Indonesia Tegaskan Komitmen Capai FOLU Net Sink 2030

5 hours ago 4

REPUBLIKA.CO.ID, JAKARTA — Sekretaris Jenderal Kementerian Kehutanan, Mahfudz, menegaskan komitmen Indonesia dalam upaya pengendalian perubahan iklim melalui pencapaian FOLU Net Sink 2030. Mahfudz menjelaskan, Indonesia telah menyusun berbagai strategi dan peta jalan untuk menurunkan emisi gas rumah kaca (GRK) sesuai dengan Paris Agreement.

Strategi ini melibatkan sektor kehutanan dan penggunaan lahan (Forestry and Other Land Uses/FOLU) yang diproyeksikan memberikan kontribusi hampir 60 persen dari total target penurunan emisi nasional.

Indonesia, sebagai negara dengan luas kawasan hutan mencapai 125,7 juta hektare atau sekitar 63 persen dari total daratan, menempatkan sektor FOLU sebagai kunci utama dalam mencapai target Net Zero Emission (NZE) pada 2030.

Mahfudz menjelaskan, FOLU Net Sink 2030 adalah kondisi di mana tingkat serapan karbon dari hutan dan lahan sama atau lebih tinggi dibandingkan tingkat emisi yang dihasilkan.

Kondisi ini diharapkan dapat dicapai melalui implementasi rencana operasional yang rinci dan terintegrasi, yang menjadi pedoman dalam pengelolaan setiap kegiatan kehutanan dan penggunaan lahan.

Strategi Indonesia dalam Nationally Determined Contribution (NDC) mencakup beberapa sektor utama, yakni energi, pertanian, FOLU, proses industri dan penggunaan produksi (IPPU), serta limbah.
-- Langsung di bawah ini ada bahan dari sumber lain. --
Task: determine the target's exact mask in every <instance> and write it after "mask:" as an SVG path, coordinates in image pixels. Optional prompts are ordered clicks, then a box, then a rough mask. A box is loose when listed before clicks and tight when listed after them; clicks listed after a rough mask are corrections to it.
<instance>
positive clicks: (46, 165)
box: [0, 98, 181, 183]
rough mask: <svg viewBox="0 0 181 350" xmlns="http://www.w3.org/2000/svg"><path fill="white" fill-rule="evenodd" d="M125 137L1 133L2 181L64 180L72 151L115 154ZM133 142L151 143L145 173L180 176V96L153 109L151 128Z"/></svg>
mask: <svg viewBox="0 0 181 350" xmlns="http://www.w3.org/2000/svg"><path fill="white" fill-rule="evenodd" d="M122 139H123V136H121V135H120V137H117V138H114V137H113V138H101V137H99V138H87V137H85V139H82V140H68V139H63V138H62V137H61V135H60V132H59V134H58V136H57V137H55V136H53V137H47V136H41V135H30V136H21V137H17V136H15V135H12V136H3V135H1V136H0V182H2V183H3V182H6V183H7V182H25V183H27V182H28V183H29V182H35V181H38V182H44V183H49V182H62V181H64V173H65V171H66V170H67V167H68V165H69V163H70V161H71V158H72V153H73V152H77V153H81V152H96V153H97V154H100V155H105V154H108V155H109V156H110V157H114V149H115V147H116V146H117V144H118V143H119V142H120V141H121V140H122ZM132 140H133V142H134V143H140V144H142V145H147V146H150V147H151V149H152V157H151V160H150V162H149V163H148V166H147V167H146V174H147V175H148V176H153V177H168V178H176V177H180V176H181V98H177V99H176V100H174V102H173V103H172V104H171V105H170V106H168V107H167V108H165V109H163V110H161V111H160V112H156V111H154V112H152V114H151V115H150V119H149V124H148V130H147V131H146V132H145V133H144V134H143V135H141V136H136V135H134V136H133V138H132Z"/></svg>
Dari sektor-sektor tersebut, FOLU menjadi yang paling dominan dalam penurunan emisi GRK.

“Atas kontribusi yang signifikan tersebut, maka upaya penanganan dan pengendalian emisi GRK di sektor kehutanan menjadi hal yang sangat penting bagi Indonesia; dan bagi upaya pengendalian perubahan iklim dalam skala global,” kata Mahfudz dalam pembukaan “Journalist Workshop on Indonesia’s FOLU Net Sink 2030”, Jumat (16/5/2025).

Mahfudz memaparkan 10 upaya utama yang menjadi fokus dalam mencapai FOLU Net Sink 2030. Pertama, pengurangan emisi dari deforestasi. Kedua, pengurangan emisi dari dekomposisi dan kebakaran gambut. Ketiga, peningkatan kapasitas hutan alam dalam menyerap karbon. Keempat, peningkatan kapasitas suksesi hutan alam. Kelima, penerapan praktik pengelolaan hutan lestari. Keenam, restorasi dan perbaikan tata air gambut.

Ketujuh, restorasi dan rehabilitasi hutan melalui penanaman pengayaan. Kedelapan, optimalisasi pemanfaatan lahan tidak produktif. Kesembilan, peningkatan produktivitas lahan dan indeks penanaman serta teknik pengolahan tanah dalam budidaya pertanian; dan ke-10 adalah pencegahan konversi lahan pertanian menjadi nonpertanian serta pengurangan kehilangan hasil pertanian dan limbah makanan.

Mahfudz menjelaskan, salah satu inovasi penting dalam strategi ini adalah standarisasi penggunaan satuan volume ukur yang sama, yakni ton karbon dioksida ekuivalen (CO2e), untuk seluruh program kegiatan di sektor kehutanan. Sebelumnya, indikator kinerja menggunakan berbagai satuan seperti hektare, meter kubik, ton, dan rupiah, yang menyulitkan pengukuran dan evaluasi secara terpadu.

Mahfudz mengatakan, dengan menggunakan karbon dioksida, Indonesia dapat mengarahkan seluruh upaya mitigasi dalam satu vektor yang jelas, yakni menurunkan emisi GRK sebesar 140 juta ton CO2e pada 2030.

Mahfudz menegaskan, keberhasilan implementasi FOLU Net Sink 2030 merupakan wujud nyata komitmen Indonesia dalam menghadapi tantangan perubahan iklim.

“Ini bukan hanya soal target nasional, tetapi juga kontribusi kita kepada masyarakat global dan generasi mendatang,” ujarnya.

Ia menambahkan, strategi ini tidak hanya akan mengurangi emisi, tetapi juga memperbaiki fungsi hutan seperti tata air, iklim mikro, ekosistem, dan konservasi keanekaragaman hayati, sekaligus meningkatkan kesejahteraan dan kesehatan masyarakat.